Magna Carta to go on display at Clark Art in 2014


PITTSFIELD -- The Magna Carta -- one of the most important documents in England's history -- will be on display at the Sterling and Francine Clark Art Institute in Williamstown in 2014.

State Rep. Cory Atkins, D-Concord, the house chairman of the Joint Committee on Tourism, Arts and Cultural Development, made the announcement on Monday when the panel held a public hearing at the Berkshire Museum.

The Magna Carta, which means "great charter" in Latin, is approaching its 800th anniversary. It was signed in June 1215 between English barons and King John, and contains a series of promises that require the king to govern his subjects under the customs of feudal law. It would serve as the inspiration for many documents establishing liberty, including the U.S. Constitution and Bill of Rights.

Atkins said the Magna Carta will be on display at the Massachusetts Museum of Fine Arts in Boston during the summer of 2014, then brought to the Clark.

"I want you to all start preparing for this now," Atkins said. "It will be a huge boost in tourism."

Kathleen Morse, the Clark's director of collections and exhibitions, said she believed the Magna Carta would be on display in Williamstown from late August through the middle of October.

"We think it's quite extraordinary," Morse said. "These documents rarely travel."

Morse said the Massachusetts Cultural Council approached the Clark about exhibiting the document.

"I think the idea was that the Clark was a very good geographic counterpart to Boston to make this an opportunity to make it available to as many people in Massachusetts and the surrounding area as possible," she said.

According to Morse, only four copies of the Magna Carta still exist.

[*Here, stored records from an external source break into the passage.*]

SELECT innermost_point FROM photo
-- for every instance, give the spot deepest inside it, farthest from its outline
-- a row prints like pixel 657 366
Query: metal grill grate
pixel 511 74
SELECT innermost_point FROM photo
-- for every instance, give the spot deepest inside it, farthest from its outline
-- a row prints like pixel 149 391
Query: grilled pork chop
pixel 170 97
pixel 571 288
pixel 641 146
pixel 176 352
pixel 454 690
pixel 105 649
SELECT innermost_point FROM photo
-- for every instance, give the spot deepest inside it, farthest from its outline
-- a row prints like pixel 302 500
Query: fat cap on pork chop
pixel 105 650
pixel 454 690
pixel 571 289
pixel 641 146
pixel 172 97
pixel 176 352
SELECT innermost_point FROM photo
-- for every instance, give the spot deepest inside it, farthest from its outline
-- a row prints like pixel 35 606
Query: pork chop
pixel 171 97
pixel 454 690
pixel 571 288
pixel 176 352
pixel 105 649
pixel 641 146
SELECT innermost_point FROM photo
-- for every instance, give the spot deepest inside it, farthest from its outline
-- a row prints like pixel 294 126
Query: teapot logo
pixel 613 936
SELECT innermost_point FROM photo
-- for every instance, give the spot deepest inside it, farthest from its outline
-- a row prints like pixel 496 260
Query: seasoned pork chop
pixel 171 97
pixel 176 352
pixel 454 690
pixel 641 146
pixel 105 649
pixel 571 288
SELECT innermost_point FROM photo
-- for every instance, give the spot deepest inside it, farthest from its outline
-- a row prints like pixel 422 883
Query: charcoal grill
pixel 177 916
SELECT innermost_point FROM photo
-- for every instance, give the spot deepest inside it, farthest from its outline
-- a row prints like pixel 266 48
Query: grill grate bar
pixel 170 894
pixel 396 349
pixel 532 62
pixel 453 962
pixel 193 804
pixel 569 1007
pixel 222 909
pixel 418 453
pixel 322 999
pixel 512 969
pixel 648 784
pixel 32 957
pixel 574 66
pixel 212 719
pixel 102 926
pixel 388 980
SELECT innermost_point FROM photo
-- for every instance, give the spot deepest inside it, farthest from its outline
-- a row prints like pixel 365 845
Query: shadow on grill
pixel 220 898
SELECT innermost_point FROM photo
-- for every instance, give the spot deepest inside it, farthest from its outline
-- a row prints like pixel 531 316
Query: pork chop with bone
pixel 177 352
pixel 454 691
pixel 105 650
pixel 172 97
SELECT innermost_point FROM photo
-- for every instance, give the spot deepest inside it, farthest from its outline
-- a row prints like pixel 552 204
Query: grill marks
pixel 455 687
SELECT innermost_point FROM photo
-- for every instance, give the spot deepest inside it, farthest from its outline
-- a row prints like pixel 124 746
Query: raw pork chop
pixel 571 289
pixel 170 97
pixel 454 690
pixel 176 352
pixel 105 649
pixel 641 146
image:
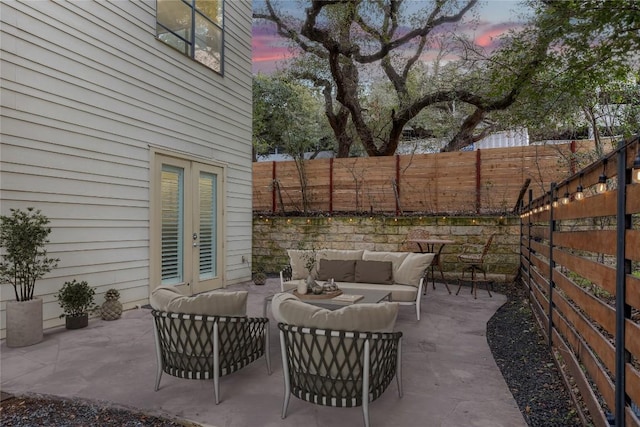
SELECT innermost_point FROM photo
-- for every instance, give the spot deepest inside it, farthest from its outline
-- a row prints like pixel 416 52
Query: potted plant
pixel 76 300
pixel 111 308
pixel 23 235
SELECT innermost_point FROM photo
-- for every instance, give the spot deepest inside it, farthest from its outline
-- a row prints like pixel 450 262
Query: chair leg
pixel 365 413
pixel 267 347
pixel 285 371
pixel 365 382
pixel 399 368
pixel 158 376
pixel 156 338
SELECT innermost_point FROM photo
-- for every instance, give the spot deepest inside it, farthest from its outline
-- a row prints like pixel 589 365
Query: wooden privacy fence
pixel 581 262
pixel 482 181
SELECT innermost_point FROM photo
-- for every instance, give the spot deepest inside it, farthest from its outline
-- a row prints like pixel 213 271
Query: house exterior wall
pixel 87 94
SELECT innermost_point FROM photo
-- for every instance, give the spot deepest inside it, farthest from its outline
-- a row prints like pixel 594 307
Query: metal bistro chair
pixel 475 263
pixel 203 347
pixel 422 234
pixel 338 368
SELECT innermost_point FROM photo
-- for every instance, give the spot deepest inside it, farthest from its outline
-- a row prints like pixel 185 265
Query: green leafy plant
pixel 76 298
pixel 310 260
pixel 23 235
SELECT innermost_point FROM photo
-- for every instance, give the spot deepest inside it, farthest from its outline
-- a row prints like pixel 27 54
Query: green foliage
pixel 76 298
pixel 571 65
pixel 23 235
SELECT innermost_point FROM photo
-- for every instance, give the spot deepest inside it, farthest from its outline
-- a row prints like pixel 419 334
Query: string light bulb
pixel 579 190
pixel 565 199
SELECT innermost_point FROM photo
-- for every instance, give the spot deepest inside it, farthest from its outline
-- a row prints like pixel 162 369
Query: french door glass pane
pixel 208 225
pixel 172 189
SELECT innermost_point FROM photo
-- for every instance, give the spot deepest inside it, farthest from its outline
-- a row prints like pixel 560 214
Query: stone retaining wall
pixel 272 236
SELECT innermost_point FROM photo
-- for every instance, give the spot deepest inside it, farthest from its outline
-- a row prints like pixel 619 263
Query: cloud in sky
pixel 496 18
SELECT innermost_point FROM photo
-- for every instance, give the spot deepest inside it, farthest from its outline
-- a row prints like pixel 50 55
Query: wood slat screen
pixel 483 181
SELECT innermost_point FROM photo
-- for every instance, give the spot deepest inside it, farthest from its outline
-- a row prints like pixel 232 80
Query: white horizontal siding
pixel 86 91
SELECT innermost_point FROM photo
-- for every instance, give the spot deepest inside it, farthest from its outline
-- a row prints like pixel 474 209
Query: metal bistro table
pixel 428 246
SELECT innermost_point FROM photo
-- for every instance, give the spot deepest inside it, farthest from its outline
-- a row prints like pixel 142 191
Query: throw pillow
pixel 338 270
pixel 376 272
pixel 395 257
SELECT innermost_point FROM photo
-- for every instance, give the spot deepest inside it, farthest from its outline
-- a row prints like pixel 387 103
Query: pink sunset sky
pixel 495 18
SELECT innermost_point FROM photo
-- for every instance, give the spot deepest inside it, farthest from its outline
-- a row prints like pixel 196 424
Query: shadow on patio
pixel 449 375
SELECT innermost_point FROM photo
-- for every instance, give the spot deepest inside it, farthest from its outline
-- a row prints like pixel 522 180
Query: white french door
pixel 187 241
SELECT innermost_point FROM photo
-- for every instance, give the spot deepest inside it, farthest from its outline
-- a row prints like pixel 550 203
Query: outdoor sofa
pixel 340 358
pixel 400 273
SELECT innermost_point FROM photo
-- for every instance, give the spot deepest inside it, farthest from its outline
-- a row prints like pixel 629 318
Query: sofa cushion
pixel 375 272
pixel 379 317
pixel 276 301
pixel 396 258
pixel 412 269
pixel 212 303
pixel 298 259
pixel 338 270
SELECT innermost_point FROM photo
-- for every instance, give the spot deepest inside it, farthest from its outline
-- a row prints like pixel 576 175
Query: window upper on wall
pixel 194 27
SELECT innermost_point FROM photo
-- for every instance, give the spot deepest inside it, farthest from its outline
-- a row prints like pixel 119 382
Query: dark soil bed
pixel 513 335
pixel 527 365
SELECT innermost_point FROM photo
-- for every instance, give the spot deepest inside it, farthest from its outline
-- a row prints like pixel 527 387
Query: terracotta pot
pixel 24 322
pixel 76 322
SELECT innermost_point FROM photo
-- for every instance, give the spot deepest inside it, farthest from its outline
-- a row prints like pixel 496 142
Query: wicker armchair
pixel 207 347
pixel 339 368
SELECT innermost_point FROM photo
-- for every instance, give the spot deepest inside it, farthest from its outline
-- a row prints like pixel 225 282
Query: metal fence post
pixel 552 264
pixel 623 267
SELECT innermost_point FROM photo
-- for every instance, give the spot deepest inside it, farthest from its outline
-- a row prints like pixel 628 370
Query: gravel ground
pixel 36 410
pixel 527 365
pixel 513 335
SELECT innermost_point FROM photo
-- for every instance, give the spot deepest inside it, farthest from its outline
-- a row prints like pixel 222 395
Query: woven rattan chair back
pixel 207 347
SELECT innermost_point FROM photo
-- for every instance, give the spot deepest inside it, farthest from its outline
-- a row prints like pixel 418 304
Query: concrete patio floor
pixel 449 375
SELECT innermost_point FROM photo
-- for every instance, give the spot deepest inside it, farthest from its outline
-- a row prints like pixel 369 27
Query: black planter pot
pixel 76 322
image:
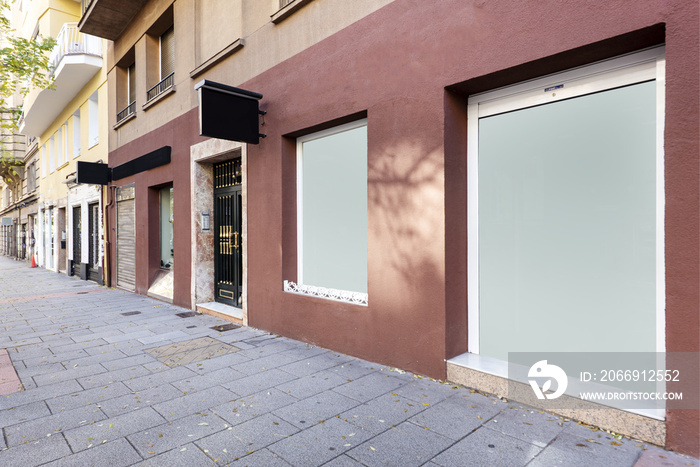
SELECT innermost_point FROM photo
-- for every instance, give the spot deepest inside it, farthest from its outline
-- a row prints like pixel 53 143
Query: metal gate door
pixel 94 242
pixel 126 238
pixel 228 241
pixel 77 253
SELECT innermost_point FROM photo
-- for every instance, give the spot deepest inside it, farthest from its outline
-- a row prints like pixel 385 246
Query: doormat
pixel 195 350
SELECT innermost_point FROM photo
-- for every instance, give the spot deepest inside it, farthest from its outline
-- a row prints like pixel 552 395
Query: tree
pixel 24 63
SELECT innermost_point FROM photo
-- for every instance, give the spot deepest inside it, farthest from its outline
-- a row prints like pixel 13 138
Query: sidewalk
pixel 113 378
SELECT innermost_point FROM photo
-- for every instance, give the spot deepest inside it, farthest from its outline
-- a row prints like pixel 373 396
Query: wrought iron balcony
pixel 127 111
pixel 165 84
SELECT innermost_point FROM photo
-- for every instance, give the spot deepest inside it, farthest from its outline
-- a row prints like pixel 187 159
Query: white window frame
pixel 630 69
pixel 358 298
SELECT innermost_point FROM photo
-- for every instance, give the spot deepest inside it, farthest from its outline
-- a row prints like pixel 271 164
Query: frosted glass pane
pixel 567 225
pixel 334 204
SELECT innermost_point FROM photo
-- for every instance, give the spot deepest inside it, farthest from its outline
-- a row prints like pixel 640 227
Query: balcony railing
pixel 165 84
pixel 128 110
pixel 71 41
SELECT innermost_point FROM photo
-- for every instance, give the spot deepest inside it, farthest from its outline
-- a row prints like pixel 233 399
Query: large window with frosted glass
pixel 332 208
pixel 567 215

She said the only other time the Magna Carta has traveled to the U.S. was in 2007 for the 400th anniversary of the settlement of Jamestown, Va.


  • The National Archives & Records Administration calls the Magna Carta an "inspiration for Americans" …

"During the American Revolution, Magna Carta served to inspire and justify action in liberty's defense. The colonists believed they were entitled to the same rights as Englishmen, rights guaranteed in Magna Carta. They embedded those rights into the laws of their states and later into the Constitution and Bill of Rights.

The Fifth Amendment to the Constitution ("no person shall . . . be deprived of life, liberty, or property, without due process of law.") is a direct descendent of Magna Carta's guarantee of proceedings according to the "law of the land."